Viele Motive gibt es mehrfach, als Kreide-Skizze mit entschlossenem Strich, als Ölbild, als expressiven Holzschnitt und als voluminöse Holz-Skulptur – Adam und Eva standen vor seinem Haus. Der Fotograph Kirchner interessierte sich vor allem für den weiblichen Körper – es gibt hier rührende Aufnahmen einer Ménage à trois mit Frau Erna und der Ausdruckstänzerin Nina Hard, Freikörperkultur auf der Alp, damals revolutionär, heute ein wenig fremd.

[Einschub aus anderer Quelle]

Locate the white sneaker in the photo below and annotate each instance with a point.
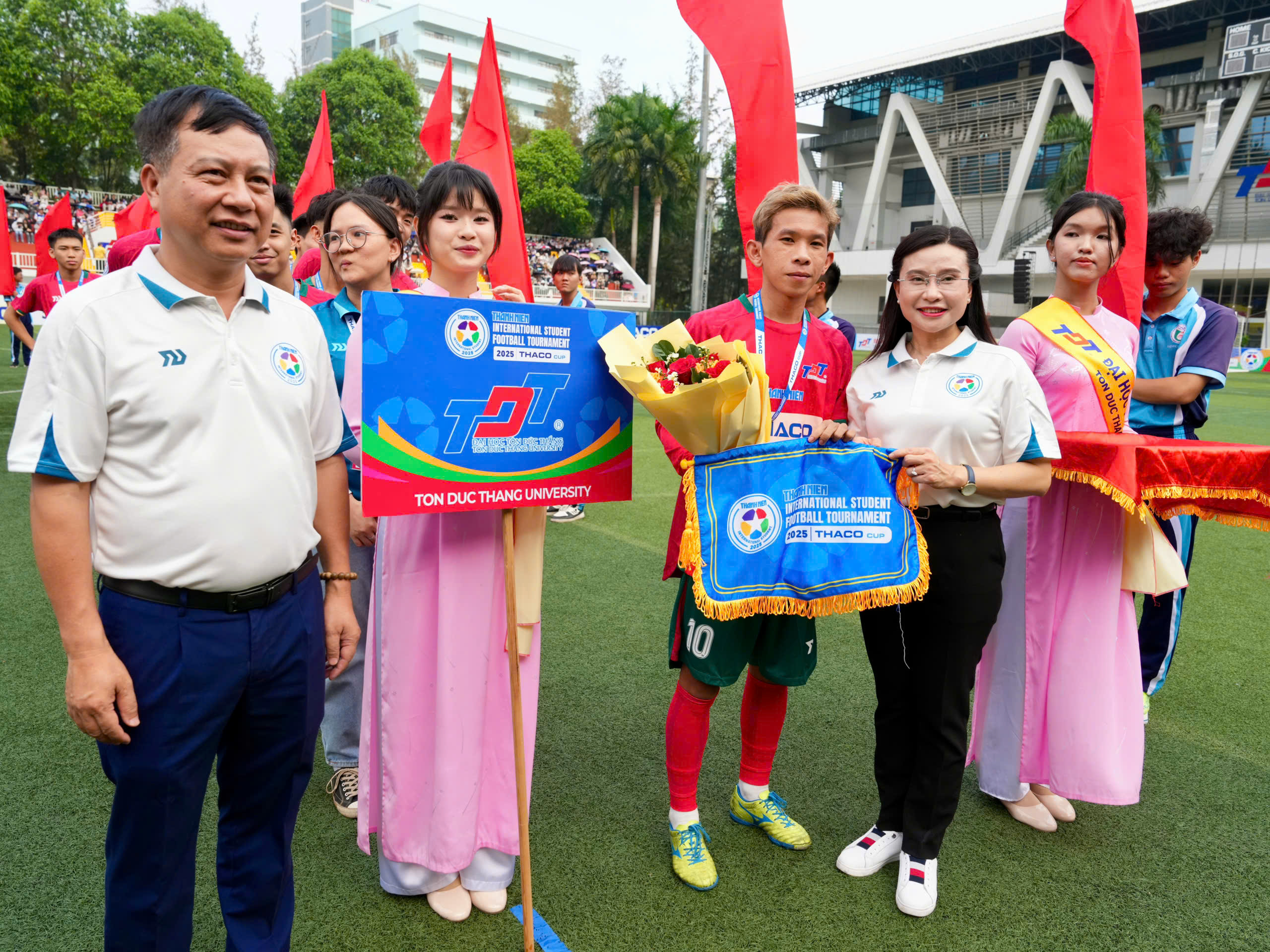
(870, 853)
(917, 889)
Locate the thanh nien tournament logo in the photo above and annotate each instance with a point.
(754, 524)
(287, 363)
(964, 385)
(466, 333)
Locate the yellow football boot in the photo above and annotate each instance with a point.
(770, 817)
(690, 858)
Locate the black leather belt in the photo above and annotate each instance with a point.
(244, 601)
(955, 513)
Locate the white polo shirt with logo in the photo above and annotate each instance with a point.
(200, 434)
(971, 403)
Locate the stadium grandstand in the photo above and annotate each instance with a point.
(954, 134)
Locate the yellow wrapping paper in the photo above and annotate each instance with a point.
(1150, 564)
(728, 412)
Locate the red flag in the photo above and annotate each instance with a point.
(487, 145)
(8, 286)
(58, 218)
(1109, 31)
(435, 135)
(137, 216)
(747, 39)
(319, 175)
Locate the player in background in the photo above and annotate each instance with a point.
(42, 294)
(17, 348)
(818, 304)
(272, 262)
(567, 276)
(1184, 352)
(810, 366)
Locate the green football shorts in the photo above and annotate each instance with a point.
(780, 647)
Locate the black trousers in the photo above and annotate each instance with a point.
(924, 658)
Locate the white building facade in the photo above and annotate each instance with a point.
(529, 64)
(954, 134)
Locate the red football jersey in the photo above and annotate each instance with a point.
(820, 390)
(42, 294)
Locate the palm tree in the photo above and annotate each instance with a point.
(615, 153)
(674, 162)
(1074, 167)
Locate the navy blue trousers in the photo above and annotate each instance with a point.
(243, 691)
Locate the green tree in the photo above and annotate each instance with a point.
(672, 163)
(566, 103)
(1075, 163)
(374, 110)
(66, 103)
(548, 169)
(181, 46)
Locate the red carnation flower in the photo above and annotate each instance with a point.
(684, 366)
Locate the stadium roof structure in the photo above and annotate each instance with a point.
(988, 56)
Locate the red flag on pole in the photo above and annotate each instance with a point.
(436, 134)
(58, 218)
(1109, 31)
(8, 286)
(139, 216)
(487, 145)
(747, 39)
(319, 175)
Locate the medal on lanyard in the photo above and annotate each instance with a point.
(761, 342)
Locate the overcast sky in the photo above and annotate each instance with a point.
(654, 41)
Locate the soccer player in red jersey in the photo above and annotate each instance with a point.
(66, 248)
(808, 365)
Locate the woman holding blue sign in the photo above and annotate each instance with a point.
(973, 431)
(437, 780)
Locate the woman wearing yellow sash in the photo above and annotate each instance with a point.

Manche von Kirchners Interieurs, vor allem Berghütten, sind ziemlich vollgestellt und überinstrumentiert; die Landschaften der 20er Jahre scheinen flacher und nicht mehr so kraftvoll. Die Ausstellung bricht da ab, wo auch Kirchner seine Symbiose mit der Bergwelt aufgab und wieder nach Berlin reiste: 1926. Das Spätwerk, das etwas verquält Anschluss an Moderne und Abstraktion suchte, ist nicht mehr zu sehen. Aber es bleibt der einsame, bleiche, resignierte Morphinist, der sich 1919 selbst auf dem Krankenbett portraitiert – in der Klinik des Ludwig Binswanger am Bodensee, bei dem er Unterschlupf gefunden hatte.